Tyro machines targeted in robberies

5 minute read


A spate of smash-and-grab burglaries in Melbourne reinforces the need for GP practices to have clear accounting processes.


At least seven Melbourne medical practices have now had their Tyro terminals stolen and used to process fraudulent transactions, with GP clinics urged not to let financial hygiene fall by the wayside.

The burglaries involved thieves breaking into a practice in the evening, stealing Tyro machines and processing fake claims via the “unmatched refund” feature.

In at least one case, according to The Australian, the break-in and fraudulent billings all happened before practice staff arrived to see the damage and lock down the accounts the next morning.

It is not entirely clear how the thieves get into the machines, which are PIN-protected.

In a statement posted to its website, Tyro Health emphasised that the fraudulent billing activity was unrelated to its Medicare Easyclaim or private health insurance claiming functionality.

“The fraudulent activity instead involved a payments feature known as Unmatched Refunds, which allows refunds to be processed to a card other than the original payment card,” Tyro said.

“This function, while legitimate and protected by a PIN set by the practice administrator, was exploited when terminals were stolen from a small number of healthcare practices.

“Tyro Health identified seven affected practices in Victoria. Once aware of the issue, Tyro immediately disabled the Unmatched Refund feature for all Tyro Health merchants, introduced additional fraud and risk controls, and supported impacted customers.”

No patient data was affected.

David Dahm, an accountant specialising in primary healthcare, said the incidents spoke to the importance of keeping up rigorous financial controls within practices – to protect not just against theft, but also fraud from within the practice.

“The boring bits are where the opportunity [for fraud] exists, because people assume,” he told The Medical Republic.

“And that’s the problem; everybody assumes everybody else is doing the right thing, until somebody loses a chunk of money.”

The aforementioned “boring bits” include keeping PINs secret and completing regular, thorough bank reconciliations.

Mr Dahm laid out a hypothetical situation wherein a practice had used a generic, easily guessable PIN – the clinic’s postcode – to avoid the bother of setting up specific PINs for different staff members or so that all practice staff could access the machine.

“A PIN is like your own personal bank account or tax file number … if you are going around sharing the PIN … you can’t even trace it to the individual staff member,” he said.

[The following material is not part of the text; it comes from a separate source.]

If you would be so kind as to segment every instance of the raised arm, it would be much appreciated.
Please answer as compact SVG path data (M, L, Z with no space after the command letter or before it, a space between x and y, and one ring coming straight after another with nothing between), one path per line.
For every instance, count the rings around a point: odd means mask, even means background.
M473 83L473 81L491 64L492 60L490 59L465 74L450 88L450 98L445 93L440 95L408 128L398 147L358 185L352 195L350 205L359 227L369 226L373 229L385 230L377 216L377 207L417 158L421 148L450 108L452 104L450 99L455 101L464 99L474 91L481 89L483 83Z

“You could have unauthorised billing or unauthorised receipting because, at the very practice level, you haven’t got tight controls over your password numbers. That’s your first problem.”

The second problem plaguing practice financials, he said, is unallocated income.

“Make sure that you’ve identified that it is the practitioner who’s authorised the billing, and it goes back to the practitioner and it’s accounted towards the practitioner and it’s counted from the billing point of view,” Mr Dahm said.

“But then there’s also the receipting and the bank reconciliation, which is where [GP practices can] fall over.”

Often, he said, there’s an attitude that “near enough is good enough”.

“[Practices will often] do an adjustment, … and there’s no explanation, there’s no name, there’s no date of who made the adjustment,” Mr Dahm said.

“What’s the rationale? What’s the purpose?

“This is how a lot of fraud can perpetuate internally, not just externally.”

According to medical indemnity firm Avant, some of the more recent fraud cases perpetrated by practice staff involved reversing payments and pocketing the surplus, manipulating MBS numbers or charging patients separately for fictional “extras”.

Avant risk advisor Gail Wang told TMR the medical indemnifier had observed an increase in financial fraud cases within medical practices over recent years.

“While exact figures are difficult to pinpoint due to the sensitive nature of these cases, we’ve seen a pattern [in that it] tends to come in waves rather than being consistent,” she said.

“Recently, we had a practice owner who decided to conduct an audit after reading an article on this issue and discovered a substantial sum had gone missing, perpetrated by a trusted long-term employee.

“It’s worth noting that fraud can occur at all levels of staff.”

Ms Wang said Avant had handled cases involving sums of up to $80,000, with the actual cost to the practice being higher once Medicare refunds and other financial impacts were factored in.

“We’ve also encountered cases exceeding this amount,” she said.

“These figures should serve as a reminder for practice owners about the importance of robust financial controls.”

It takes an average of two years for a practice to detect fraud, and often it is only discovered by accident.

Perpetrators of internal fraud, Ms Wang said, tended to be long-standing and trusted practice employees.

She also said that, contrary to popular assumptions about gambling problems, the reasons that people committed fraud covered a wide range of issues.

In one case handled by Avant, the perpetrator had simply opened a new bank account and deposited the money but not spent it.

“There can be serious medicolegal consequences for doctors,” Ms Wang said.

“In some cases, we’ve seen Medicare item numbers changed retrospectively to generate higher rebates, which then went into the fraudulent employee’s bank account while being properly receipted in the practice system.

“This creates potential regulatory issues for the practice owners. Fortunately, most cases don’t involve Medicare compliance issues.”